As of iOS 13, the accessibilityUserInputLabels array can be used as an alternative to a singular accessibilityLabel on an accessibility element. As per the dev docs, iOS respects this array as first priority and falls back to the standard label if it returns as empty or nil.

In our app, we have a button that sets this property with an array of two strings if the property is available. When AX snapshots are taken, they do not load the label(s) from the array. I would expect the snapshot to either reflect the first element (in our case, "Fast Forward") or to show some representation of the array, but it instead shows the underlying button name forward15 as if we never set any AX info.

The app itself handles the array fine (we use it for voice input) and if I set the usual accessibilityLabel the snapshot shows that label.
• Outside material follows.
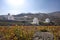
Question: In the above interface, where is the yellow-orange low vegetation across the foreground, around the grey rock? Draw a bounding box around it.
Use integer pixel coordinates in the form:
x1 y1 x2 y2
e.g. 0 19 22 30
0 25 60 40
Tests are running on iOS 14.3.

NickEntin commented 3 years ago

Great catch, Anna! Thanks for opening this issue. We should definitely add support for accessibilityUserInputLabels. I think the right behavior here is to mirror the way VoiceOver would describe the element based on the given labels.

Are you interested in opening a PR to update this behavior?

fruitcoder commented 3 years ago

Isn't accessibilityUserInputLabels currently only used for VoiceControl? We use it as well and VoiceOver still just reads the a11yLabel on views/accessibility elements that have both properties set. I think it would make sense to be able to choose which labels to use and to provide a similar display mode like "accessibilityLabelDisplayMode" where you can choose whenOverriden/a11Label/a11yInputLabels. whenOverriden would use the input labels when accessibilityUserInputLabels is set and contains more than one item or just one item that is different from the a11y label.

NickEntin commented 3 years ago

Looks like you're right, Alex. I did some tests on iOS 14.3 and VoiceOver doesn't seem to change any behavior based on the accessibilityUserInputLabels, regardless of whether the accessibilityLabel is set or not.

Rather than replacing the accessibilityLabel in the snapshot, I think we should instead show any user input labels in addition to the VoiceOver description. I'll mock up some designs for this, but I think the key will be making it clear that these are individual items that can be used to refer to the element, rather than used to make a composite description.